Perhaps the best advice Freed received from so many with genuine concern about such a life-changing event as he experienced came from his wife.

“My wife said I was doing everything for everyone else. She said I haven’t been able to mourn. It’s been an exhausting year.”

Complete support from Rays’ Owner Stuart Sternberg, from learning of Wills’ passing, is something that Freed is clearly appreciative of. It helped Freed to move on in his life.

Freed and Wills had known each other since the 1990s when they both were working in the minor leagues. Freed honed his craft with a resume that includes working five years on the Double-A level in Trenton, New Jersey, and four seasons with Triple-A Pawtucket (Rhode Island).

After being friends and booth mates for nearly two decades, with Wills’ sudden passing, Freed couldn’t say goodbye.

As Freed says, it was quite a process to once again have the Rays’ radio team back operating as a trio. As would be expected many audition tapes; links to applicants’ calling of balls and strikes came to ownership. Naturally, ownership wanted someone who seemed to be the right fit with the group.

“You want to take your job seriously, not yourself,” according to Freed’s approach on the airwaves.

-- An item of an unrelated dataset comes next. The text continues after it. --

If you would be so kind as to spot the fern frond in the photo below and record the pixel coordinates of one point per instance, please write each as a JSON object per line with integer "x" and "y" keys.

The loss of Wills and the necessity of having to welcome a ‘newbie’ to the team was a tough situation for all involved. By late June, as Freed labels the newest member of Tampa’s radio team was selected - “a really good pick.”

Chris Adams-Wall arrived. With more than eight years of radio duty with Tampa’s Double-A affiliate – the Montgomery (AL) Biscuits, like Solondz who came up the minor league ranks including eight seasons with Triple-A Durham (NC) before getting the call to Tampa, he had earned his stripes to the MLB level.

With Solondz doing play-by-play, providing in-game analysis, and producing This Week In Rays Baseball, Adams-Walls' arrival meant the veteran of 11 seasons of the Rays’ broadcast team could finally begin to concentrate on his new, primary duties.

Some semblances of broadcast normalcy could develop.

With all three members of the team having an affinity for the minor leagues, where they learned how to do their jobs right, the fit seems to be working.

Spring training promises to have a more routine flavor than the start of 2023’s camp. Charlotte Sports Park, Tampa’s facility on El Jobean Road in Port Charlotte wasn’t available beginning last February. Suffering significant damage due to Hurricane Ian the previous September, the Rays opened camp at the ESPN Wide World of Sports Complex in Orlando until March 1.

From March 1 until departing for Detroit at month’s end, the Rays shifted training to their permanent home in Tampa – Tropicana Field. This will not be repeated for Freed, Solondz, and Adams-Wall.

The Rays’ 99-63 regular season record and 15-14 spring win-loss record are in a distance, as all prepare for what lies ahead in 2024.

Turning the page on those who touch our lives is difficult but necessary to keep on keeping on. An off-season of private healing time for Freed, whether driving alone or pouring over ongoing postseason stats, however, he sees fit, the coming months are extremely important to this man who talks for a living.

Spring training truly is a season of rebirth; where all is possible, and when excitement brews – especially, once more, for the Tampa Bay Rays’ radio team.